Nudder one, try it again. I just tried this morning after my whiny post and was able to add it manually. They did receive my authorized letter a few days ago, but I’m not sure if that was necessary or not since they didn’t actually add the account I mailed them.
It seems to be a recent change that TD made. According to that video Harry linked, they now try to automatically verify your account, and give you 3 attempts; only after that will they require a form to be mailed. vs. for the past couple years they seemed to always require a form when adding another bank.
Added a note
Thank you!! Finally was able to add an 2nd account as I wanted to close my 1st/primary as I didn’t know it was so difficult to change bank.
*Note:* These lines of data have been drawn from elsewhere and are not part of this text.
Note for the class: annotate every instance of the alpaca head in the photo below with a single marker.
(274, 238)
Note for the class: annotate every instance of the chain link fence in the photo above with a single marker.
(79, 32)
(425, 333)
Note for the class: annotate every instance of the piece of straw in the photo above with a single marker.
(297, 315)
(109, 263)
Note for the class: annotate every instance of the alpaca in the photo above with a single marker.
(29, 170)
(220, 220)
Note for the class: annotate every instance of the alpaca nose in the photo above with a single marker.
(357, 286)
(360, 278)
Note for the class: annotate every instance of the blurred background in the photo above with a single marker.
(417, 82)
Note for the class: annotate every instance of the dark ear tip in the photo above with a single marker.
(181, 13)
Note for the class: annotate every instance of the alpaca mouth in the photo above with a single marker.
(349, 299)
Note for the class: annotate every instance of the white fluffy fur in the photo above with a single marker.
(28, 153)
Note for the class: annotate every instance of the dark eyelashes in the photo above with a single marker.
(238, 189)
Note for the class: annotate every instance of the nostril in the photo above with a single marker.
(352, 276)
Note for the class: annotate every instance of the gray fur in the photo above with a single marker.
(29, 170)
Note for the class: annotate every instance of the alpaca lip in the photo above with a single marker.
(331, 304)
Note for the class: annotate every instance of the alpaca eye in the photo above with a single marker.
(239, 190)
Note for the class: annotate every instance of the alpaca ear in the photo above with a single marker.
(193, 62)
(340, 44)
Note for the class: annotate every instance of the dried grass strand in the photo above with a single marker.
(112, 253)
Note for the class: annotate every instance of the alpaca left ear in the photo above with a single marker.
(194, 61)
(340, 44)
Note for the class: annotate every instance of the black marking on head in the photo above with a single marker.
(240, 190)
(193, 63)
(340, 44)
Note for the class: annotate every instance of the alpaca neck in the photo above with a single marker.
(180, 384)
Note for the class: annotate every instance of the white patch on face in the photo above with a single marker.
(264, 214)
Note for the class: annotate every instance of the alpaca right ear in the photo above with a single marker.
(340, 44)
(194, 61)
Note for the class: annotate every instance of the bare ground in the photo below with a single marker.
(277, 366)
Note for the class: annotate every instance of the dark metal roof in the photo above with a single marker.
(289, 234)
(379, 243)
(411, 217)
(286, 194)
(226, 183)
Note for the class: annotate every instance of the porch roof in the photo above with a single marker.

now, I can just add a 2nd bank, and make it a primary (checkmark it when adding)without having to mail anything in.
Wow, finally – I just added two more banks easily. This feature was sorely missing.
Welcome to the 21st century, Treasury Direct!
It’s even more annoying that they lock you out before the first purchase.
I was actually able to switch by calling them. There’s a phone number that’s listed on the page after you log in
Thanks for your comment. After reading it, I remembered that the account I linked with TreasuryDirect was closed 🙁
However, I just clicked on ‘ Add new account’ to add secondary bank account. While adding it, I was given an option to tag it as primary 🙂
After new account became primary, I simply deleted the old account with no issues.
However, if you just click the ‘Edit’ button on primary account, it is asking me to do what you said. So this seems to be a nice workaround ;-D
yeah i got fucked scrambling for the last minute October 10% lock in rate. Sent in August, got it confirmed November gg.